Often in our classes, we are asked “what are the most interesting thermal images that you’ve taken?” I always think back to a time that I was asked to look at a hot air balloon by the pilot of the Mayflower balloon.
It was a great afternoon during Canton, Ohio’s “Hall of Fame” week, and every year there is a balloon festival. I thought, “This year I’ll bring my infrared camera and try to get some good images.” At one point the pilot of the Mayflower balloon walked by and saw my thermal imager and it piqued his interest.
After a quick, condensed discussion of some thermodynamic topics, he was hooked. I asked him, “Do you think heat rises?” I could see in the pilot’s eyes that he started to “Think Thermally®”! He answered correctly… “No”.

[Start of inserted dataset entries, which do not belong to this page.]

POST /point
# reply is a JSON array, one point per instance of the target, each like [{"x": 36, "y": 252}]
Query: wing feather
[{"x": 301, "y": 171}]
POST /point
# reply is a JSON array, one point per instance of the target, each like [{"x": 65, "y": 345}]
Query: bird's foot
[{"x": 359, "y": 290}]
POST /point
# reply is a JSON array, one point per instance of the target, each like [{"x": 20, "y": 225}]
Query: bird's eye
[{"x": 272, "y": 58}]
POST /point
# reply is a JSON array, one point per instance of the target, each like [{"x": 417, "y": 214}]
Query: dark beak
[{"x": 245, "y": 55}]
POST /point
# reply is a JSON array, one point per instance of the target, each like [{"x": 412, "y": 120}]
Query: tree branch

Many people answer that question incorrectly due to not thinking it through, or hearing that heat rises at some point in school. Heat is energy and it will typically flow from warmer to cooler. However, when air is heated it becomes less dense, making the warmer air molecules rise while the cooler air molecules sink down. The balloon's propane fuel, once lit, is used to heat the air which then rises and becomes trapped inside the balloon. Air, because of its low thermal capacitance, can be heated pretty quickly and once the air inside becomes less dense (weighs less) than the air on the outside of the balloon, lift is achieved.
The pilot had some great questions about heat transfer and the effects of the heat on the materials of the balloon. He was starting to think about the baffles around the middle of the balloon. The baffles are how a pilot can control how much air is being released, which controls the altitude.
The pilot was curious to see if any flaws in the material would show up on an IR camera. The images taken are showing the balloon as it is getting ready for flight. The first image is showing one of the baffles that wasn’t working correctly. At first, the pilot had a hard time getting the balloon to, fill and rise up. After the pilot saw the image, he spoke to the ground crew, and they found one of the baffle lines had a small knot that was hanging up keeping the baffle open.
After the knot was fixed, the balloon lifted at a nice pace. The pilot told me that a balloon must be filled correctly and as evenly as possible. He said that a balloon’s fuel is for flying, so they want to minimize the fuel in getting it filled up.
It was amazing to see how much quicker the balloon lifted after the knotted line was fixed. The pilot seemed happy to run into a thermographer that evening. The pilot said the day before, he was thinking of scrubbing the airshow. He tried multiple times earlier in the week to get a good lift but was unsuccessful as it took too much fuel to fill the balloon properly.
I learned so much about balloons that day. Putting a little thermal thinking to use helped that pilot too. We stayed in touch after that. The pilot owns an infrared camera now and it is part of the Mayflower balloon program. I get a warm feeling now every time I see a hot air balloon.